Please help with this very complicated question! Using 3(x-3)(x^2-6x+23)^1/2, as the chain rule fifferentiation of f(x)=(x^2-6x+23). Please explain how I find the general solution to dy/dx= 2/27(x-3)SQUARE ROOT BEGINS (x^2-6x+23)/y SQUARE ROOT ENDS (y>0), giving answer in implicit form. I need details!
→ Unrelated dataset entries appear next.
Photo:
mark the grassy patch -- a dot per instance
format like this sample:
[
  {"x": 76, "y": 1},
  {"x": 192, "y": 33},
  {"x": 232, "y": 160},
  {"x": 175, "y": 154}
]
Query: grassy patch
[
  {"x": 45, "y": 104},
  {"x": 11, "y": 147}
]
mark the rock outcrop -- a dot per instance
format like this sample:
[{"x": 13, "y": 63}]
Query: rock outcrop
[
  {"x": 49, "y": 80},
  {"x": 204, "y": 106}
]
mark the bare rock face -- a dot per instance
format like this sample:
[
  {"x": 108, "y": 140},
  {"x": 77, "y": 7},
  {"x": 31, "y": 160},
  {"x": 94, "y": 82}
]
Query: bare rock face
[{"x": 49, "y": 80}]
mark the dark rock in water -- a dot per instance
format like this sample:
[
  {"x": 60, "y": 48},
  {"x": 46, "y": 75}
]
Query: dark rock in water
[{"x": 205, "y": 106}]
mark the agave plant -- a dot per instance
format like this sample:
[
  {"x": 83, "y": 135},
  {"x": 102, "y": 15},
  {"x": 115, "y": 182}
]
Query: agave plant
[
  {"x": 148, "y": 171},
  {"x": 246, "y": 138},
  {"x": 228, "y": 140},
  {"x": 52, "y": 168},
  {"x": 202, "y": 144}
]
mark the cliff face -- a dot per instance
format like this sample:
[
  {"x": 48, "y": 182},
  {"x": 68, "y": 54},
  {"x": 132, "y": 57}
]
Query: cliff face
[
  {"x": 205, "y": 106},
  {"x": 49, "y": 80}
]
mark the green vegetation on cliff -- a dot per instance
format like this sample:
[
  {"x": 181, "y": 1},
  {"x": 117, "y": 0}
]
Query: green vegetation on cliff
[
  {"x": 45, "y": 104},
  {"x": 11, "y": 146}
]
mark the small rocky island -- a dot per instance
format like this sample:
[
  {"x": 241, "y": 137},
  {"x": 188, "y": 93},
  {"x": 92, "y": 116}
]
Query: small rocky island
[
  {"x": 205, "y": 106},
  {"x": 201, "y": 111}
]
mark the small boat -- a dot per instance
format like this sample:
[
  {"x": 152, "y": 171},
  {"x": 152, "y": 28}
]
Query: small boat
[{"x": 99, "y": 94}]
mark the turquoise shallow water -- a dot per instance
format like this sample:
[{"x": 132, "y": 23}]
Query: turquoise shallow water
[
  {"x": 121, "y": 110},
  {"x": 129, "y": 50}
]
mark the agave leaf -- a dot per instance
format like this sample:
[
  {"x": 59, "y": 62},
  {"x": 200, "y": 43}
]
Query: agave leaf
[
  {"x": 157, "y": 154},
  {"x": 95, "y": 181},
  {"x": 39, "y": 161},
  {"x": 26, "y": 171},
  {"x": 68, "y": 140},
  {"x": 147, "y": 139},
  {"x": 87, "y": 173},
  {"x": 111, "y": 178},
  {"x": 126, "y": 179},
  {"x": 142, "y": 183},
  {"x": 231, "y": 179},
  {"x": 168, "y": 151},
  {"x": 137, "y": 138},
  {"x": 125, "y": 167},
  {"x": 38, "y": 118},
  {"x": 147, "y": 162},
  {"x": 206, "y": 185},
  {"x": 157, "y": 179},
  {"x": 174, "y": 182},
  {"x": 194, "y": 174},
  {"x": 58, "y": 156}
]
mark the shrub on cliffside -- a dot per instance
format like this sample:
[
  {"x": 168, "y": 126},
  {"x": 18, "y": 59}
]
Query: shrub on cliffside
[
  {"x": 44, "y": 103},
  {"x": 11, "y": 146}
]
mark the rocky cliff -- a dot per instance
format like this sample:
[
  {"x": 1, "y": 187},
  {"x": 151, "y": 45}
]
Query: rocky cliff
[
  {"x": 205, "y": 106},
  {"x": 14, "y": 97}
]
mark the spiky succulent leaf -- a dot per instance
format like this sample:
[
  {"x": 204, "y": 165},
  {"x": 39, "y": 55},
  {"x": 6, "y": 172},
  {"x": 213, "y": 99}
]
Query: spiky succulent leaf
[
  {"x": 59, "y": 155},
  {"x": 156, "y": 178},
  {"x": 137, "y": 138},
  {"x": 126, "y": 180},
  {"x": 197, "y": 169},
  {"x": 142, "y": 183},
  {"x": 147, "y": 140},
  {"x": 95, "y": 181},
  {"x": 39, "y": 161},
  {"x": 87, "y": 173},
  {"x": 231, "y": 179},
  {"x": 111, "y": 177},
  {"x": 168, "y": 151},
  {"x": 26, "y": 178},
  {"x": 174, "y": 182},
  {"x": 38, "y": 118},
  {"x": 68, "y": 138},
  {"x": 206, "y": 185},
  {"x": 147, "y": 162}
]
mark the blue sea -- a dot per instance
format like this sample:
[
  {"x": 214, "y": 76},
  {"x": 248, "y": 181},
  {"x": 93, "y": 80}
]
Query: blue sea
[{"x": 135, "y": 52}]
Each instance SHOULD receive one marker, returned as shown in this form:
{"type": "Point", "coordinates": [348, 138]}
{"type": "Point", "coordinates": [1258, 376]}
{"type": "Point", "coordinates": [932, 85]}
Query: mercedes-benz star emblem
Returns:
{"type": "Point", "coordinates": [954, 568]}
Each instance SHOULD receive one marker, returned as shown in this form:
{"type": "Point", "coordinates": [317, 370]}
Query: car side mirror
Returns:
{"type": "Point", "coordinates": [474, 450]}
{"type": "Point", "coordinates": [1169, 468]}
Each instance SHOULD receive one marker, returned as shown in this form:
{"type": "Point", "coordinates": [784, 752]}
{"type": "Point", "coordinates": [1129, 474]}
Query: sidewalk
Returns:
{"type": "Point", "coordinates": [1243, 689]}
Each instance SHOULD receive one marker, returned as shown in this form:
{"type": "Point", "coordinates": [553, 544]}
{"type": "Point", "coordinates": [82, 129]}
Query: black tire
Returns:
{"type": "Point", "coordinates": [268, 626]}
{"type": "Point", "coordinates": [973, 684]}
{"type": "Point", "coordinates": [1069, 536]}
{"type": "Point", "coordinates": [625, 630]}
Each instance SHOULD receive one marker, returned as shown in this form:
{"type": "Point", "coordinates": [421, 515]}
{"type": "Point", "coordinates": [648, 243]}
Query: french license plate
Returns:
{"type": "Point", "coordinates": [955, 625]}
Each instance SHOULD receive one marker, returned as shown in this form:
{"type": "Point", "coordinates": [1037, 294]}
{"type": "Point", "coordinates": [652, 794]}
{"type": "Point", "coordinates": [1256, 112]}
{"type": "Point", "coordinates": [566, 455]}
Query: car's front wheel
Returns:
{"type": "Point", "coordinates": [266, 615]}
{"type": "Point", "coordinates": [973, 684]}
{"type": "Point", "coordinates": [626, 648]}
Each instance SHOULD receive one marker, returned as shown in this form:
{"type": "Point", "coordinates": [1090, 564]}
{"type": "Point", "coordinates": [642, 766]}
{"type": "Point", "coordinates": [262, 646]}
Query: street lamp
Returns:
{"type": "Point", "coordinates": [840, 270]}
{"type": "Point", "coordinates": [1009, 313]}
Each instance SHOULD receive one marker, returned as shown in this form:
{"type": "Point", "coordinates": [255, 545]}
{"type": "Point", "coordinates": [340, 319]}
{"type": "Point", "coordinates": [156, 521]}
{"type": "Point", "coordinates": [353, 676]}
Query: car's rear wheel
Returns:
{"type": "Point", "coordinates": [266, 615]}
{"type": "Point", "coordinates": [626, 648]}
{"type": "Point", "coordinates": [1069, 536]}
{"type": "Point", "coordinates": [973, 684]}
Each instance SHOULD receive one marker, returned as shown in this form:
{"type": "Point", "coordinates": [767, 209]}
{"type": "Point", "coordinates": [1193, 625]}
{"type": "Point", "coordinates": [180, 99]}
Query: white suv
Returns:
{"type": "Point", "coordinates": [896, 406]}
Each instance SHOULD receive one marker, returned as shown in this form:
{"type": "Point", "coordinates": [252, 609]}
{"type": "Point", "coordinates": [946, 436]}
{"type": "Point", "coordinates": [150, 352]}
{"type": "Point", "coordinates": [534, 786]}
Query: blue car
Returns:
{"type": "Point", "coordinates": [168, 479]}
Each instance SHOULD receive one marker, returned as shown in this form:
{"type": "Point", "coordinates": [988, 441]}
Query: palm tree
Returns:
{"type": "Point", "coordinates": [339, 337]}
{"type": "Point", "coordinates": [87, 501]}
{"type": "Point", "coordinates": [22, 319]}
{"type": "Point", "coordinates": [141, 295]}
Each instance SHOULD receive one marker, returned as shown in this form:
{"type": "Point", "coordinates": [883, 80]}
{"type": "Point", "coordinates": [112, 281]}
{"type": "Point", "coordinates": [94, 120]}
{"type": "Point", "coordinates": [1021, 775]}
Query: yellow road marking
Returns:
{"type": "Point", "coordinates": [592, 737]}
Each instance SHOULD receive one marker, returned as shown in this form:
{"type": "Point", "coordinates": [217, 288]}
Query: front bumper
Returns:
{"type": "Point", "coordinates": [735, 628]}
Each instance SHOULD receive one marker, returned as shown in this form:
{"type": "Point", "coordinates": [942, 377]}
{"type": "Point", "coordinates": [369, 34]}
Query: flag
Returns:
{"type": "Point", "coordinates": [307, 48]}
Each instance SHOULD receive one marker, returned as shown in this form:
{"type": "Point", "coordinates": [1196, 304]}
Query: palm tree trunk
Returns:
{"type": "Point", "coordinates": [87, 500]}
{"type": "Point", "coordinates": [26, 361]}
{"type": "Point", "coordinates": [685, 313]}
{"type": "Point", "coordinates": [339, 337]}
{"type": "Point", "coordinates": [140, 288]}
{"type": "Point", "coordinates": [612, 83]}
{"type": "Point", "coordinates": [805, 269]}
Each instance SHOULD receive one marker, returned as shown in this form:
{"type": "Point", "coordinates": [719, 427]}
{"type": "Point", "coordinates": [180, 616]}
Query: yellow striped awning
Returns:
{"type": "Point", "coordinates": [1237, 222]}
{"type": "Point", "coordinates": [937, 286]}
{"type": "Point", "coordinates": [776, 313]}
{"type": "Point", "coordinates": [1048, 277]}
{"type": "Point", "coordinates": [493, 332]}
Many thanks.
To find the general solution to the given differential equation, we'll follow these steps:
Step 1: Separate the variables.
Step 2: Integrate both sides.
Step 3: Rearrange the equation to solve for y.
Let's go through each step in detail:
Step 1: Separate the variables
The given differential equation is dy/dx = (2/27)*(x-3)*√(x^2-6x+23)/y.
To separate the variables, we'll multiply both sides by y and divide both sides by √(x^2-6x+23):
y * dy = (2/27)*(x-3) * √(x^2-6x+23) * dx / √(x^2-6x+23)
Step 2: Integrate both sides
Now, we'll integrate both sides of the equation.
∫ y * dy = ∫ (2/27)*(x-3) * dx
On the left-hand side, we integrate y with respect to y, giving us (1/2)*y^2. On the right-hand side, we integrate (2/27)*(x-3) with respect to x, giving us (1/27)*(x-3)^2 + C (where C is the constant of integration).
So, the equation becomes:
(1/2)*y^2 = (1/27)*(x-3)^2 + C
Step 3: Solve for y
Now we rearrange the equation to solve for y:
Multiply both sides by 2:
y^2 = (2/27)*(x-3)^2 + 2C
Take the square root of both sides:
y = ± √((2/27)*(x-3)^2 + 2C)
Note that we take the ± because we have to account for both the positive and negative square roots.
So, the general solution to the given differential equation, in implicit form, is:
y = ± √((2/27)*(x-3)^2 + 2C)
where C is the constant of integration.